A third feature: in G2 band Raman shift in wavenumber region is 1520 cm ^-1 or more 1560 cm ^-1 or less, the scattering intensity is maximized.
Fourth feature: The full width at half maximum of D band was larger than the full width at half maximum of G band.

  The electrostatic latent image developing toner according to the present invention can be used, for example, to form an image in a copying machine, a printer, or a multifunction machine.

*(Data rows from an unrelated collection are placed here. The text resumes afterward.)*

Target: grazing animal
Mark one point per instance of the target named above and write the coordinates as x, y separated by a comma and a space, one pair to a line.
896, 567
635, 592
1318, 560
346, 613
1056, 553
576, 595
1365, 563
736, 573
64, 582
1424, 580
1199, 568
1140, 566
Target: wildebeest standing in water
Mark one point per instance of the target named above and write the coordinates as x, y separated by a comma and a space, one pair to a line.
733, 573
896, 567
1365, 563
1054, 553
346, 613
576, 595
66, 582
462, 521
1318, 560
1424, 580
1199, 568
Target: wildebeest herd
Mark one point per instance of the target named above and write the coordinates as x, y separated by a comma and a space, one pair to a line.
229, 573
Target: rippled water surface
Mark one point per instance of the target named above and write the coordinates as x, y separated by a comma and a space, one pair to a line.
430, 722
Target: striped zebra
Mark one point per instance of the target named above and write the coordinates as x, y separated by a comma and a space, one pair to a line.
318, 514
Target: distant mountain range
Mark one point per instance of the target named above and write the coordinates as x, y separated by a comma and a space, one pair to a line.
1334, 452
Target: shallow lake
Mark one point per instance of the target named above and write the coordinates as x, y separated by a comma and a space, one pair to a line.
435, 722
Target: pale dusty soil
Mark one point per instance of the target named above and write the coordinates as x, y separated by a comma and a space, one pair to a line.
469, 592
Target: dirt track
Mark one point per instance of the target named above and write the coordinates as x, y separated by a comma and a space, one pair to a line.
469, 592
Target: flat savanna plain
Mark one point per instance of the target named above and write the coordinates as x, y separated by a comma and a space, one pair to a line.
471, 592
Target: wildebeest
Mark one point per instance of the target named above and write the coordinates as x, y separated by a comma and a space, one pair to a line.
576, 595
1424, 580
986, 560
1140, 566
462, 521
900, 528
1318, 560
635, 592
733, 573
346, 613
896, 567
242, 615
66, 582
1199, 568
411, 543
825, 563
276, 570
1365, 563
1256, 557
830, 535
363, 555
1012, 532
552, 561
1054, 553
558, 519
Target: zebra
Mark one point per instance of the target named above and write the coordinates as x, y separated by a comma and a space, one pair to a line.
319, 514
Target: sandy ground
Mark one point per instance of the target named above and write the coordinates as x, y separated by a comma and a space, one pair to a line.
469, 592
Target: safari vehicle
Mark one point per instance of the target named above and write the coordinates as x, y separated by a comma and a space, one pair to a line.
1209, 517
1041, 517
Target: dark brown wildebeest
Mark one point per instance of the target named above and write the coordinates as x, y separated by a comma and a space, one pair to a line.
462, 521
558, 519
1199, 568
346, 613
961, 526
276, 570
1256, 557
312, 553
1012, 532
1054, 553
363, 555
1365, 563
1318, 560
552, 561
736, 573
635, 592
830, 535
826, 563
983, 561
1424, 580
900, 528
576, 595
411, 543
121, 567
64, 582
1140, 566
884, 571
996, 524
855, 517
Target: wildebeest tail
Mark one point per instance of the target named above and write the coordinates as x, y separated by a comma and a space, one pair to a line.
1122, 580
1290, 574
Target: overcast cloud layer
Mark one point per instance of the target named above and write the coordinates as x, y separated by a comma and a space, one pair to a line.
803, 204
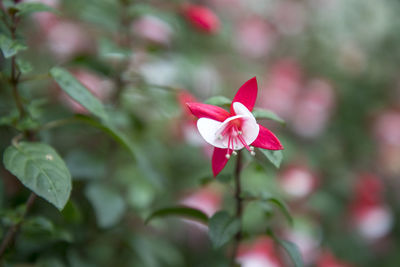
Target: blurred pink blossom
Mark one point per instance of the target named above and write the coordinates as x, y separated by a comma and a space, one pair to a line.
254, 37
152, 29
260, 253
370, 215
100, 87
201, 17
280, 91
314, 108
297, 181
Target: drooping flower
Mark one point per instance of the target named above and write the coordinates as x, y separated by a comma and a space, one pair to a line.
233, 130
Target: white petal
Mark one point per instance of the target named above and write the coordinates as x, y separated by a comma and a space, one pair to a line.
250, 128
241, 109
208, 129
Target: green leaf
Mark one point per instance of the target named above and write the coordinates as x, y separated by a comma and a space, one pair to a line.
291, 249
41, 169
219, 101
274, 156
32, 7
78, 92
24, 66
181, 211
282, 206
222, 228
108, 204
260, 113
10, 47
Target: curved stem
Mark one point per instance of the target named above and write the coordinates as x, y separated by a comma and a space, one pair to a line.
10, 235
239, 206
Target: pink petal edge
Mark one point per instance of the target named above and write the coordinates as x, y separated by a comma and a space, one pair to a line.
267, 140
201, 110
247, 94
219, 160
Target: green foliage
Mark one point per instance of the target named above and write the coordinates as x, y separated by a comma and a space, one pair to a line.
108, 204
222, 228
78, 92
10, 47
39, 167
275, 157
180, 211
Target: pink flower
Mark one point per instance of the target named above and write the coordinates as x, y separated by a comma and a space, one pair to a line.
314, 109
152, 29
233, 130
202, 18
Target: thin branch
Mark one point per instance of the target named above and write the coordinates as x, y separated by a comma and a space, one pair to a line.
239, 206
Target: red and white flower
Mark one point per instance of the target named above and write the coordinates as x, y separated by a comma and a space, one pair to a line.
233, 130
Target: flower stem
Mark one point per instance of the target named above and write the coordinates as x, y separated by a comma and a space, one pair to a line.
10, 235
239, 206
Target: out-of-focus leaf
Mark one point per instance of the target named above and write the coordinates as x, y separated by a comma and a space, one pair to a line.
42, 228
218, 101
274, 156
71, 212
282, 206
26, 8
10, 47
267, 114
108, 204
180, 211
222, 228
24, 66
291, 249
41, 169
78, 92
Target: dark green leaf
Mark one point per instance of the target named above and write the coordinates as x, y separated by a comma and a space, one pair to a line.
222, 228
282, 206
266, 114
78, 92
181, 211
32, 7
10, 47
219, 101
41, 169
108, 204
291, 249
24, 66
274, 156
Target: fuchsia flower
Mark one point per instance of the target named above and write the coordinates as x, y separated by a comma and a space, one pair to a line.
233, 130
202, 18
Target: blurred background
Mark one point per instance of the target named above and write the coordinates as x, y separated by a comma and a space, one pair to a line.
329, 68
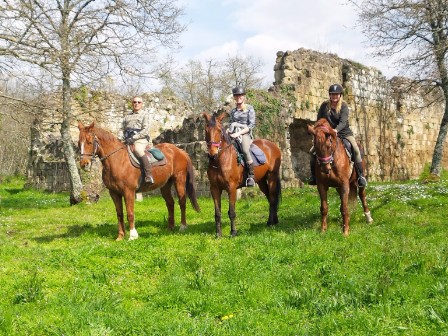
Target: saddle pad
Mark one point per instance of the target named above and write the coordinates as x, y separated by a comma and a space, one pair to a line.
156, 153
258, 156
152, 158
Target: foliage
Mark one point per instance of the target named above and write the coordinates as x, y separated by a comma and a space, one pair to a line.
63, 273
415, 34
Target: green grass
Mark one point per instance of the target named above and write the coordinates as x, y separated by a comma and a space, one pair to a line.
62, 273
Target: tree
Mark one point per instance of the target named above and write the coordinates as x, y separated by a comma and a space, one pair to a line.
205, 84
80, 42
415, 32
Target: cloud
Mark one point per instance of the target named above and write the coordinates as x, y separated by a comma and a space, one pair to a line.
263, 27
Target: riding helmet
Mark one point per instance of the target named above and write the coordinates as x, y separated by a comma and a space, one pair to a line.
335, 88
239, 90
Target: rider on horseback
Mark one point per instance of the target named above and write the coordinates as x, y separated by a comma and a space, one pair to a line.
336, 111
244, 114
135, 130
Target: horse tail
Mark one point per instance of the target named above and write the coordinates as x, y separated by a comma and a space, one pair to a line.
191, 185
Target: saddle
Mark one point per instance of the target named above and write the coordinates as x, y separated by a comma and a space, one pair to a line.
156, 157
258, 156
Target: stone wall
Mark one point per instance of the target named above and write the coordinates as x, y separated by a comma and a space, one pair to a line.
397, 129
47, 170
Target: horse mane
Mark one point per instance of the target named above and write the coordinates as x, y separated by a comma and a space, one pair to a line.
104, 134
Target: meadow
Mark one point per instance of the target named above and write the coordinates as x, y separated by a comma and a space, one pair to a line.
62, 272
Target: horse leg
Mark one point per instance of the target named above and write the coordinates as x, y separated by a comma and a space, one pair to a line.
216, 194
343, 194
182, 196
362, 197
232, 212
269, 189
323, 207
129, 200
118, 202
169, 201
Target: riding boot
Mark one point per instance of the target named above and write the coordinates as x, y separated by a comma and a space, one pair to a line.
144, 160
250, 182
362, 182
312, 179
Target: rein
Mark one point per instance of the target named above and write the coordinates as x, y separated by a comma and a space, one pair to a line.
94, 153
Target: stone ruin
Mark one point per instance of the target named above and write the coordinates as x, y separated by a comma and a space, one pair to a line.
397, 129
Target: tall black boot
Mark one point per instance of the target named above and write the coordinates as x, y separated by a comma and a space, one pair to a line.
144, 160
362, 182
250, 181
312, 179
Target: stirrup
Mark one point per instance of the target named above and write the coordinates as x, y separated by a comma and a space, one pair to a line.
312, 180
149, 179
362, 182
250, 182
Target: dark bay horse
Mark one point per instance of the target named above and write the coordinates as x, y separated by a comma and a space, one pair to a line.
122, 178
225, 173
333, 169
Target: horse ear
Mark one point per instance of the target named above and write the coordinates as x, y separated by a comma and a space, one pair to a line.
311, 129
221, 116
206, 116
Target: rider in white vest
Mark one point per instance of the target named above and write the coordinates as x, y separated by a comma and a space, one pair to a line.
135, 130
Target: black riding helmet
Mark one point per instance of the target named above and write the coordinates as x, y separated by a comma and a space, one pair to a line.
335, 88
239, 90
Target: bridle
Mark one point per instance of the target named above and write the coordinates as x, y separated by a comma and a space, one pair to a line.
96, 146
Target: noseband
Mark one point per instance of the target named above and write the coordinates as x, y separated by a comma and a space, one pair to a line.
94, 153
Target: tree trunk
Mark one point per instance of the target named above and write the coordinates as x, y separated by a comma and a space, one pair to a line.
436, 165
69, 153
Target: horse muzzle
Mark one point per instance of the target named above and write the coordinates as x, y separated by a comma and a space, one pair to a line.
212, 157
86, 165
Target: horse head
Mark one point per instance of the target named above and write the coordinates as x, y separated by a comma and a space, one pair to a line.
87, 144
324, 140
214, 133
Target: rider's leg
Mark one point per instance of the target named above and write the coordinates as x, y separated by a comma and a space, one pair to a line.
139, 150
246, 140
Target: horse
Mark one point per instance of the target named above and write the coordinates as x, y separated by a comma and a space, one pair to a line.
123, 179
333, 168
225, 173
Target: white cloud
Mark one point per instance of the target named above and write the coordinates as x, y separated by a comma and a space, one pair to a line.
263, 27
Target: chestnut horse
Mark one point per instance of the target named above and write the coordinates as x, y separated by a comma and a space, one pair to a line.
225, 173
334, 169
123, 179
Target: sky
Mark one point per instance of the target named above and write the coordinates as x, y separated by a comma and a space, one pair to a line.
221, 28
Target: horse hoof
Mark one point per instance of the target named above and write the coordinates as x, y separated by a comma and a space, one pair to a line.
369, 218
133, 235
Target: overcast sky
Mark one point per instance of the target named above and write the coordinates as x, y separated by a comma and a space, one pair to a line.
260, 28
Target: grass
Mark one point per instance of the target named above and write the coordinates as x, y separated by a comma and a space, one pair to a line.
62, 273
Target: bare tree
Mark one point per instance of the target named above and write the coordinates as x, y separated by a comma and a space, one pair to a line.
205, 84
82, 41
415, 33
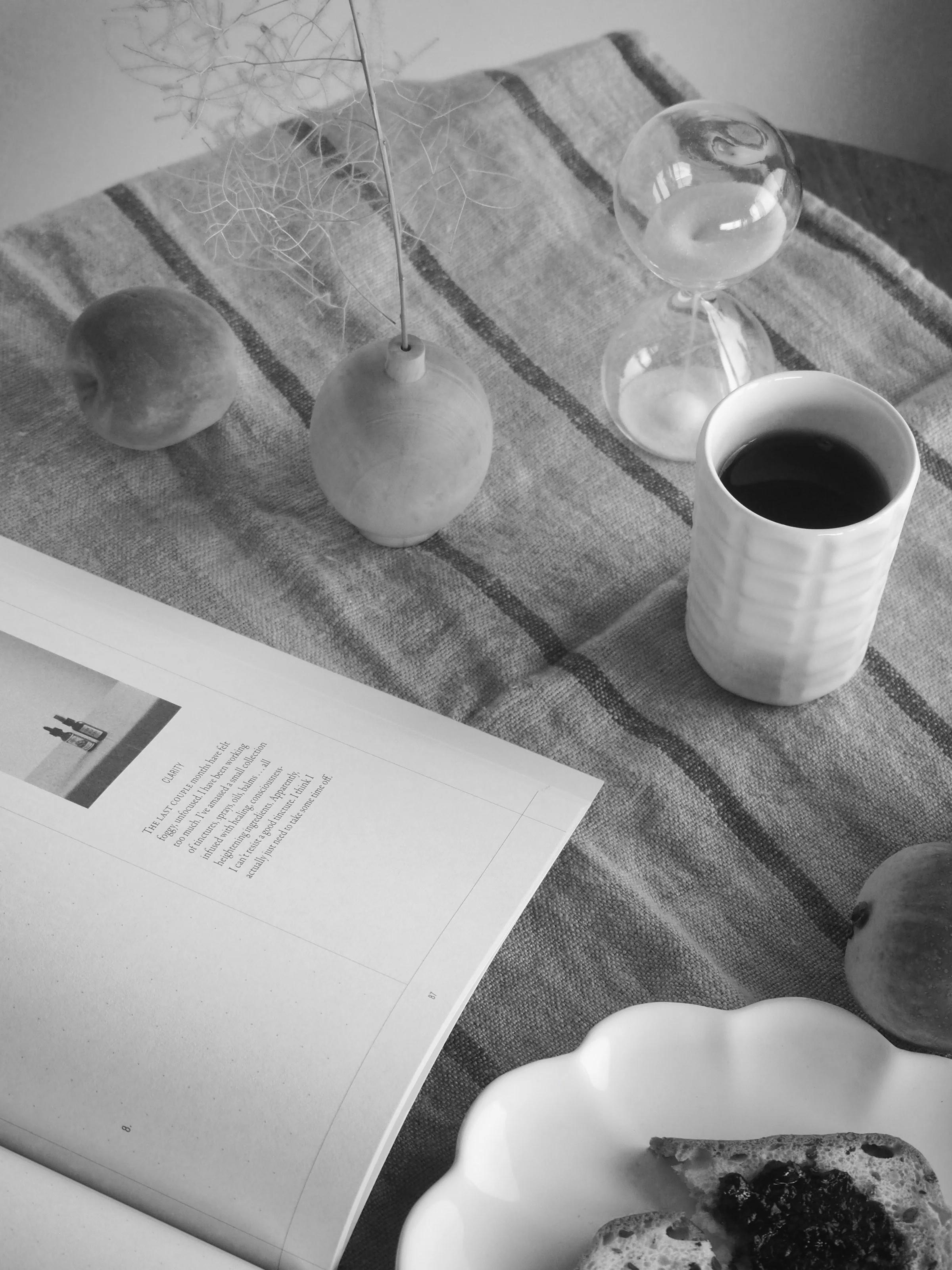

10 toner particle 20 toner base particle 30 first external additive particle 31 first core particle 33 first coat layer 40 second external additive particle

Claims (5)

A toner for developing an electrostatic latent image comprising a plurality of toner particles, wherein
The toner particles include toner base particles and an external additive attached to the surface of the toner base particles.
The external additive includes a plurality of first external additive particles containing diamond-like carbon,
The content of the first external additive particles in the toner particles is 1.00 to 3.00 parts by mass with respect to 100 parts by mass of the toner base particles.
The electrostatic latent image developing toner, wherein the number average primary particle diameter of the first external additive particles is 50 nm or more and 150 nm or less. In the Raman spectrum of the first external additive particle, a first band derived from a diamond structure and a second band derived from a graphite structure are present,
In the first band, the frequency domain is Raman shift 1320 cm ^-1 or 1360 cm ^-1 or less, scattering intensity is maximized,
In the second band, in the frequency domain is Raman shift 1520 cm ^-1 or 1560 cm ^-1 or less, scattering intensity is maximized,
The electrostatic latent image developing toner according to claim 1, wherein a full width at half maximum value of the first band is larger than a full width at half maximum value of the second band. The first external additive particle includes a first core particle and a first coat layer formed on the surface of the first core particle,
The toner for developing an electrostatic latent image according to claim 1, wherein the first coat layer contains the diamond like carbon.   The toner according to claim 3, wherein the first core particle is a silica particle.   The external additive according to any one of claims 1 to 4, wherein the external additive contains a plurality of second external additive particles which do not contain diamond-like carbon but contain silica, and does not contain external additive particles which contain titanium oxide. The toner for electrostatic latent image development as described in a term.